Do you ever find yarn that was at its most beautiful in the ball? The Charcoal colourway of Cleckheaton’s Merino Silk was like that. The tweedy nubs were just too loud against the dark grey fabric. I was hoping for something much more subtle. Trust me, it looks better in the photo than in real life, possibly because Kuma is covering most of it up.

This was at least my second attempt at a vest from this yarn after starting out knitting a plain stocking stitch version. Then I thought a textured pattern might tone down the tweedy nubs a bit, so I started over on Jane Ellison’s Adam vest. It was certainly an improvement but I still didn’t really like how it was turning out. I thought about plugging on but I knew I wasn’t going to like the end result so it’s been frogged. I think this yarn is really cut out for smaller projects so the now twice or thrice used yarn from the vest has been  balled up and packed off to the op shop to find a new home and I’ll find a smaller project or two for what I have left.

I also bought a couple of balls of the Merino Silk in a different colourway, Ochre, and I think this turned out much nicer in a pair of fingerless gloves. I’d bought two balls but by reducing the ribbing by a couple of rows I managed to squeeze these gloves out of just one ball – with literally inches to spare.

gloves

These are working out nicely for early morning dog walks and the tweediness certainly works better in this golden brown and in a smaller project.

The pattern is from Patons Australia book 1218, Beanies, scarves and accessories for men and boys. With the second ball I have left over I could probably make a matching hat, although I’d avoid the hat designs in this book. Hunky Mark Savoia is one of the models and even he can’t carry off a knitted beret.

My knitting helper

kuma

I finished the back of my Adam vest yesterday and here it is washed and blocking, with some assistance from Kuma, although I am not entirely convinced that he’s really helping.

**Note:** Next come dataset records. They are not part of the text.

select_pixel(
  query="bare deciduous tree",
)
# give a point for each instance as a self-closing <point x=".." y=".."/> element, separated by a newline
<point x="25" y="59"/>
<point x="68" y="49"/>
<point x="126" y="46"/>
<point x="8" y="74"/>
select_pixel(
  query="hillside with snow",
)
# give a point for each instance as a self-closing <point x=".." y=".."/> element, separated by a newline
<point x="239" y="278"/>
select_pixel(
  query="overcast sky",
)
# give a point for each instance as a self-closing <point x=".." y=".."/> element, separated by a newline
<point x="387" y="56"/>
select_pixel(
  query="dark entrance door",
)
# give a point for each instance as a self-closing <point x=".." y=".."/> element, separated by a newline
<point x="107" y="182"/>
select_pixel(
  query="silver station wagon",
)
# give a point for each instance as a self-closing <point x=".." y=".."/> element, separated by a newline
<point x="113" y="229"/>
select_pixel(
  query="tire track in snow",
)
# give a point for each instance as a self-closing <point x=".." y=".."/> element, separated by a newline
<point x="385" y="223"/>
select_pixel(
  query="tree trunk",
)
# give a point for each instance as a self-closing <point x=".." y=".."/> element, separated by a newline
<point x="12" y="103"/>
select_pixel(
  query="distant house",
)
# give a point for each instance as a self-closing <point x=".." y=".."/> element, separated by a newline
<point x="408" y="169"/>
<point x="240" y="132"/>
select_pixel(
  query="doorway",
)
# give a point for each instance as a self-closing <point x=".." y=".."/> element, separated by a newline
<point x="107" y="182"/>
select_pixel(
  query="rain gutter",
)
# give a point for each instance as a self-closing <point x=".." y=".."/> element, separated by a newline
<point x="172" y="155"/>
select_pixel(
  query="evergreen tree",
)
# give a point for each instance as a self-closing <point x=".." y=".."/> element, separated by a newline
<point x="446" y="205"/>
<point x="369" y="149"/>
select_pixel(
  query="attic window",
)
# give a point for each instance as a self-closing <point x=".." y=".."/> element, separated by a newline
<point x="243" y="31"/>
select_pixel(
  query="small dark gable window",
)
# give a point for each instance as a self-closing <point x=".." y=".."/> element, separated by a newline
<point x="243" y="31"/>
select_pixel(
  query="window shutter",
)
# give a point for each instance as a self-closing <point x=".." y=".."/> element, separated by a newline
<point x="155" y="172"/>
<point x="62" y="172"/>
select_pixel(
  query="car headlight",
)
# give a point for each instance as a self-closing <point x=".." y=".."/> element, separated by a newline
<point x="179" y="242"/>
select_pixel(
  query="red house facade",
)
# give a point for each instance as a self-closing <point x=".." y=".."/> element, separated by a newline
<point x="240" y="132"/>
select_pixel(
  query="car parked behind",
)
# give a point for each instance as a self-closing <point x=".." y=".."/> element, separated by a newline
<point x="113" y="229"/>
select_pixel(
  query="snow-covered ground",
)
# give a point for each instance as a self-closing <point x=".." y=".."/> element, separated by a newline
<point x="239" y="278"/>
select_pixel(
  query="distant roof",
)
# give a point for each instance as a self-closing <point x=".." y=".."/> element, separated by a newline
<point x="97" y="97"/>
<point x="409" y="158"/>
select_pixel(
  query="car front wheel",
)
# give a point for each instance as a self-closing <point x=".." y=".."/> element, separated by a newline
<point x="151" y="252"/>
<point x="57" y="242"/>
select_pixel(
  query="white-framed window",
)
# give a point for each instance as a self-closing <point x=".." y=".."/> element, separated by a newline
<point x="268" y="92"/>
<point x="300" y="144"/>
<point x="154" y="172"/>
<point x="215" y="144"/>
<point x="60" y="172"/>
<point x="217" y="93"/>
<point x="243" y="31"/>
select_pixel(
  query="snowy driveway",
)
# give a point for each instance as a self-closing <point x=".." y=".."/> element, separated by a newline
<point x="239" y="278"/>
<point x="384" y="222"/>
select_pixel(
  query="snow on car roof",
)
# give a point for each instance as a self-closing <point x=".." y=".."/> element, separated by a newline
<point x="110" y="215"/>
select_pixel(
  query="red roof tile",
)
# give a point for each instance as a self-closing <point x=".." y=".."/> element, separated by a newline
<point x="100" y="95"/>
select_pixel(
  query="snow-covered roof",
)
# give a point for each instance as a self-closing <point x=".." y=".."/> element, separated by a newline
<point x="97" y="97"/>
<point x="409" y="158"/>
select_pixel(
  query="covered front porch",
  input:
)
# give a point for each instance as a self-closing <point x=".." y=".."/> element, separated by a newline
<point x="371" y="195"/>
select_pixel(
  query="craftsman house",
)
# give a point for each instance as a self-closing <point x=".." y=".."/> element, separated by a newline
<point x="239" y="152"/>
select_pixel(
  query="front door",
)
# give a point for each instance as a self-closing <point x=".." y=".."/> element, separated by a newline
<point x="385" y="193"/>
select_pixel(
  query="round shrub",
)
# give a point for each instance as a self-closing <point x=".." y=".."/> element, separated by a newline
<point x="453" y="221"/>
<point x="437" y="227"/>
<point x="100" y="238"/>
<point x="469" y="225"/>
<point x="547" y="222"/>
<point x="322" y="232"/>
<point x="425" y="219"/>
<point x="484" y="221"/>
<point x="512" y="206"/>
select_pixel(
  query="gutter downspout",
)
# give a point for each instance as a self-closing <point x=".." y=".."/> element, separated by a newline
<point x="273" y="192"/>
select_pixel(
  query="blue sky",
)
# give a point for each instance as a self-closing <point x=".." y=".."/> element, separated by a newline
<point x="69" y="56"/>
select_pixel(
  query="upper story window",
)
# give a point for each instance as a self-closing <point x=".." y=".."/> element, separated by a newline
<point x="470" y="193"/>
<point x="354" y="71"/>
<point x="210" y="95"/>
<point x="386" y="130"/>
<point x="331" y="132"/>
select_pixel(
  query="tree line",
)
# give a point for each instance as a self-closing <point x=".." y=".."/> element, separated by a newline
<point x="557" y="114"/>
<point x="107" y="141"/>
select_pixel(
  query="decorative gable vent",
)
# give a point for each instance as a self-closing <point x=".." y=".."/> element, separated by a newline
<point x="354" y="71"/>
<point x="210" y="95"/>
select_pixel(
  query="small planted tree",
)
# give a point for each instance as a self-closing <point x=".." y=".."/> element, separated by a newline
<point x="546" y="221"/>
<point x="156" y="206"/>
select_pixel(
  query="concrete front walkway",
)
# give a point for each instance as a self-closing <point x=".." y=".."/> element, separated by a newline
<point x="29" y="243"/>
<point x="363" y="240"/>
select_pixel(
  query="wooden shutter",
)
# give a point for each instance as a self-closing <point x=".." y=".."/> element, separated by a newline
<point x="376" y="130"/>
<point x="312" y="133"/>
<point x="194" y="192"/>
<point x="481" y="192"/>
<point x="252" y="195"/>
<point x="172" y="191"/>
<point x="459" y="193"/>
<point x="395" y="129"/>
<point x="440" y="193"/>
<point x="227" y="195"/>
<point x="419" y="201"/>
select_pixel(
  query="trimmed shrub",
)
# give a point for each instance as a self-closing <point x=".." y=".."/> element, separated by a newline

The design is by Jane Ellison and I was doing fine until I came to the armhole decreases. I’d usually set them one stitch inside, but as this is a slip stitch rib pattern I wasn’t sure how that would work with the slipped stitches so I made my decreases right on the edge. It did mean that for every second decrease I ended up with an extra knit stitch at the edge, but I couldn’t see any way around this while keeping the rest in pattern, and Jane didn’t mention it either, so it will have to do.

I cast on straight away for the front so we’ll see if I get it finished before I leave for the Charleston Conference in early November. I was thinking a vest might be good for air-conditioned conference halls that can get a bit chilly, no matter what the weather is outside.

I’ve also been perusing some patterns so I have some ideas for yarn acquisitions on my New York City stopover on the way home. Steven has been working on his Redford sweater using Brooklyn Tweed Loft, a simple design at first glance, but with some interesting details and I’ve been following his progress with interest.

They do have Brooklyn Tweed at Purl Soho after all, and some yarn would make a nice souvenir, so I’ve been contemplating a sweater’s worth of either Shelter or Loft. Now I just have to decide on a pattern, or two, so I know how much to buy. The BT Men Volume 1 came out just in time.

(ps: If you do happen to be a librarian attending the Charleston Conference, please say hello! I’ll be the one wearing a vest covered in dog hair.)